A Leader must have the ability to move the masses; it’s not just true for political leaders, but also organizational leaders. Simply lead with your heart and show that you actually believe in the purpose of what you stand for. Gandhi’s greatest ability was to walk his talk at every level and in every way. Mahatma Gandhi’s entire life story is about action, to bring about positive change. He both succeeded and failed in what he sought to do, but he always moved forward and he never gave up the quest for improvement, both social and spiritual, and both for individuals and for the Nation as a whole. He gave Indians a new spirit, a sense of self-respect and a feeling of pride in their civilization, transforming the thought process of fellow Indians.
Because of his visionary approach and ideas of empowering people, Mahatma Gandhi is also regarded as a ‘transformational leader’. He always empowered his followers towards success. He gave them hope where there may be none. One of the most outstanding qualities of Mahatma Gandhi which makes him a great transformational leader of modern history was his long term vision, self confidence – often perceived as someone who was stubborn – yet one with as strong principle of righteousness.
Transformational leaders speak to people’s emotions and values. Mahatma Gandhi encouraged open revolt but wanted no bloodshed. With the British levy on salt, he began his journey to the Dandi with only 80 followers. In no time, over the 24 days that took him to get there, hundreds of thousands Indians were with him when he reached the sea. This encouraged others to make and sell salt and to show courage as their oppressors clubbed them and threw them in prison. The Indian people felt empowered through the words and actions of Mahatma Gandhi. This empowerment of followers is a characteristic of transformational leadership. There was so much attention brought to the plight of these people that eventually the British released the Mahatma to negotiate the levy, for Gandhi had asked the world community to join him in the ‘battle of right against might’.

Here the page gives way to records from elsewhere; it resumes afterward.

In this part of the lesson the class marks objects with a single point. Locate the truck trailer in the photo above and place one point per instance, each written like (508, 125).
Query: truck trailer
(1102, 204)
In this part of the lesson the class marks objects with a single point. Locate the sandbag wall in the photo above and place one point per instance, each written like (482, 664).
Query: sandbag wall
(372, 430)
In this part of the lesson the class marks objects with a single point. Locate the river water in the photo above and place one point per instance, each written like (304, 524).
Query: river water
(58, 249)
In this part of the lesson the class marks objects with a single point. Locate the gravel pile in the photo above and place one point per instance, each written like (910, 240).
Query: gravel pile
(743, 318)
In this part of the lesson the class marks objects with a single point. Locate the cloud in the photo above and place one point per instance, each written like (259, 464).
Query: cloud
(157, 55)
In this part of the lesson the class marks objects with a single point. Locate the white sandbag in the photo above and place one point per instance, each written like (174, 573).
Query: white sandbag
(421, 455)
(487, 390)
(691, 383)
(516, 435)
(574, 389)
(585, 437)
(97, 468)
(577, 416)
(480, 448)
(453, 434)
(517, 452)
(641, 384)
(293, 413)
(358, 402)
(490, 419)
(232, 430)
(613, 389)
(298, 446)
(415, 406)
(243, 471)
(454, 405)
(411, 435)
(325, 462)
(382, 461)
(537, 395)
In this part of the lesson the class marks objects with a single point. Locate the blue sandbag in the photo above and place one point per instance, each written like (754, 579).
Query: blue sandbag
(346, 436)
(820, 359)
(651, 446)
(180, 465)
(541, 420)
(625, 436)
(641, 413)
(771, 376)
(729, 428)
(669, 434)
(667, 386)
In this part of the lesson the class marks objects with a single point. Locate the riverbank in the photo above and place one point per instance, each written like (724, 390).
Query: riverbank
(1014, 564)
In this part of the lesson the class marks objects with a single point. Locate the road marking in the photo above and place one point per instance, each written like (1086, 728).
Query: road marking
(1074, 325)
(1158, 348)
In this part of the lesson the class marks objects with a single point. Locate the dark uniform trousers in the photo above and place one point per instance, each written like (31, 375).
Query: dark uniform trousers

In conclusion, it can be said that today, Mahatma Gandhi is remembered not only as a political leader, but as a moralist who appealed to the universal conscience of mankind. Gilbert Murray (1939), Emeritus Professor, University of Oxford, testified about Gandhi: “In a world where the rulers of nations are relying more and more upon brute force and the nations trusting their lives and hopes to systems which represent the very denial of law and brotherhood, Mr. Gandhi stands out as an isolated and most impressive figure. He is a ruler obeyed by millions, not because they fear him but because they love him”.